In one possible scenario, if the output condition is: when the second vectors with the similarity sequences with the problem vectors in the first n vectors are used as target vectors, the APIs or the API documents corresponding to the n second vectors are sent to a display interface to be displayed. The user may select a final API from the APIs or API documents corresponding to the n second vectors, further execute the final API, and output a result.

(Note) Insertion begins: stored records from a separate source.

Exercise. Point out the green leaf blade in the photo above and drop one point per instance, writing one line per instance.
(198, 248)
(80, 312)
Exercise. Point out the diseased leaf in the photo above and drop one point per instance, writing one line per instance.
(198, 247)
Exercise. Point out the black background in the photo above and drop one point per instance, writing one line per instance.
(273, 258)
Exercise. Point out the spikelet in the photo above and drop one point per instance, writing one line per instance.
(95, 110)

By way of example, the control component of the API or the API document corresponding to the n second vectors is displayed on the display interface, and a trigger operation of the control component by the user is received, and according to the trigger operation, a final API is determined from the API or the API document corresponding to the n second vectors. And, the corresponding result can also be displayed on the display interface. The triggering operation may be a click or slide operation of the control part on the display interface by the user, etc.
The LLM determines a target API matching the input text according to the text input by the user, and calls the target API to perform processing, so as to obtain a processing result, which depends on the API document obtained in S110. The API documents acquired in S110 are all edited manually, and descriptions between the API documents are unclear or overlap in description. The LLM has poor discrimination of the API documents, and when the LLM determines the matched API documents according to the text or voice input by the user, the matched API documents cannot be accurately obtained, so that the determination of the large model on the target API is affected, and the accuracy of the output result of the large model is reduced.

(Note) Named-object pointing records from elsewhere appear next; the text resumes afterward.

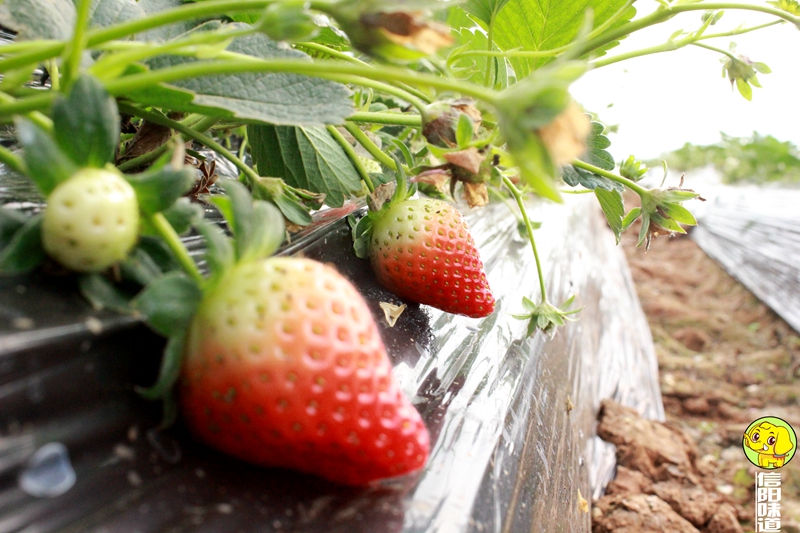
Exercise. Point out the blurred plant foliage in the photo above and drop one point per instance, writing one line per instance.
(755, 159)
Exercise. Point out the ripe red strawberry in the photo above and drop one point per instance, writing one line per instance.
(284, 366)
(422, 250)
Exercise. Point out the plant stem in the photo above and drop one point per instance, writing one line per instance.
(233, 63)
(41, 120)
(490, 47)
(194, 133)
(12, 160)
(662, 14)
(641, 191)
(521, 204)
(173, 241)
(393, 119)
(345, 57)
(72, 61)
(55, 77)
(112, 65)
(13, 106)
(351, 153)
(715, 49)
(370, 146)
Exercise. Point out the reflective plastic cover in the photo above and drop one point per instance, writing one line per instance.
(754, 233)
(512, 419)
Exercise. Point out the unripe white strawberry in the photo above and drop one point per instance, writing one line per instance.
(91, 220)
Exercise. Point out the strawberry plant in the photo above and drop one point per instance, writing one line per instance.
(315, 104)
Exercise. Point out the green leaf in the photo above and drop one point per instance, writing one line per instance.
(643, 231)
(257, 226)
(39, 19)
(275, 98)
(169, 303)
(575, 176)
(86, 123)
(306, 158)
(632, 215)
(24, 251)
(596, 144)
(473, 68)
(170, 369)
(549, 24)
(47, 165)
(679, 213)
(168, 32)
(182, 214)
(158, 189)
(10, 222)
(294, 211)
(103, 294)
(109, 12)
(611, 203)
(485, 10)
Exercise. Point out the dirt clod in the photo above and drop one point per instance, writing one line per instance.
(725, 360)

In order to avoid the problems that the descriptions among the API documents are unclear or the descriptions overlap, the accuracy of LLM output results is low. The application provides a statement processing method, which is applied to computing equipment. The computing device includes a server or terminal, etc. The sentence processing method comprises the following steps: and acquiring a first description statement set of the data, and determining second description statements, wherein the similarity between every two of the first description statements included in the first description statement set is larger than a first threshold value. Further, the second description sentence is sent to the computing device, and a third description sentence which is fed back by the computing device and is edited based on the second description sentence is received. And the similarity between every two of the third descriptive statement and the first descriptive statement in the first descriptive statement set except the second descriptive statement is smaller than a first threshold value.

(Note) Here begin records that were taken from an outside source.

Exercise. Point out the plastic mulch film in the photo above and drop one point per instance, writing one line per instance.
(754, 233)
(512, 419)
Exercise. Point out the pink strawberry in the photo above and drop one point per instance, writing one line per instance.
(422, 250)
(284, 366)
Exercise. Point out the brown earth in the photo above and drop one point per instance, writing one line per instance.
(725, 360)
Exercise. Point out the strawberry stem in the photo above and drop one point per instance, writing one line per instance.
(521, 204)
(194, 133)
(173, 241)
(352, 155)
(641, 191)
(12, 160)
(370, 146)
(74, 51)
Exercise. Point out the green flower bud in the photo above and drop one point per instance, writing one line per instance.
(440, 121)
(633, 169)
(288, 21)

In the application, the second descriptive statement with the similarity larger than the first threshold value in the first descriptive statement set of the data is edited, so that the similarity of the third descriptive statement corresponding to the data and the first descriptive statement except the second descriptive statement in the first descriptive statement set is smaller than the first threshold value, the difference degree between the descriptive statements related to the data (the third descriptive statement and the first descriptive statement except the second descriptive statement in the first descriptive statement set) is improved, and therefore, when the model calls the data, the difference between a plurality of descriptive statements related to different data can be accurately identified, and the data matched with the language or the behavior of the user can be accurately determined, thereby improving the accuracy of the feedback result to the user according to the matched data. In addition, according to the scheme provided by the application, only the second description sentence determined from the first description sentence set is edited to obtain the third description sentence, so that the targeted processing of part of sentences in the first description sentence set is realized, the sentence processing amount is reduced, and the processing efficiency is improved.
Next, the sentence processing method provided by the present application will be described in detail with reference to the accompanying drawings.
Referring first to fig. 2, fig. 2 is a schematic diagram of a computer system according to the present application. As shown in fig. 2, the computer system includes a server 210 and a terminal 220. In one possible example, the computer system may further include a terminal 230, a terminal 240.
Wherein the server 210 may be at least one device, data center, etc. in a cluster of computing devices. The server 210 is deployed with LLM and data to be called by LLM, such as API, SQL, URL, etc. In the scenes of performing conversations, processing tasks and the like by using the LLM, the LLM obtains corresponding processing results according to texts, voices and the like input by a user. In the corresponding processing process of the LLM, the LLM understands the text or voice input by the user, and further determines call data matched with the text or voice. When call data matched with text or voice is determined, the LLM needs to determine the similarity between the text or voice and the description sentences of the call data, and therefore needs to avoid the description identical or crossing between the description sentences and improve the difference between the description sentences.
The terminal 220, 230 or 240 may be a terminal computing device, a smart phone, a notebook, a tablet or a personal desktop. In one possible example, the terminal 220, the terminal 230, or the terminal 240 can deploy LLM and data that the LLM needs to invoke.
The sentence processing method provided by the present application may be performed by the server 210, the terminal 220, the terminal 230, or the terminal 240 in the computer system. The following description will take the example of interaction between the server 210 and the server 210 as an example to describe the sentence processing method provided by the present application. As shown in fig. 3, fig. 3 is an overall flow chart of the sentence processing method provided by the present application. The method includes two stages, such as a difference determination stage 310, an editing stage 320.
The difference determining stage 310 includes determining, after the server 210 obtains the first set of description sentences of the data, a similarity between a plurality of sentences in the first set of description sentences, and further filtering, from the plurality of first description sentences included in the first set of description sentences, second description sentences having a similarity greater than or equal to a first threshold value. The editing stage 320 includes: the server 210 transmits the second description sentence to the terminal 220, so that the server 210 receives the third description sentence edited based on the second description sentence transmitted by the terminal 220.
In the plurality of third description sentences, the similarity between every two of the third description sentences is smaller than a first threshold value.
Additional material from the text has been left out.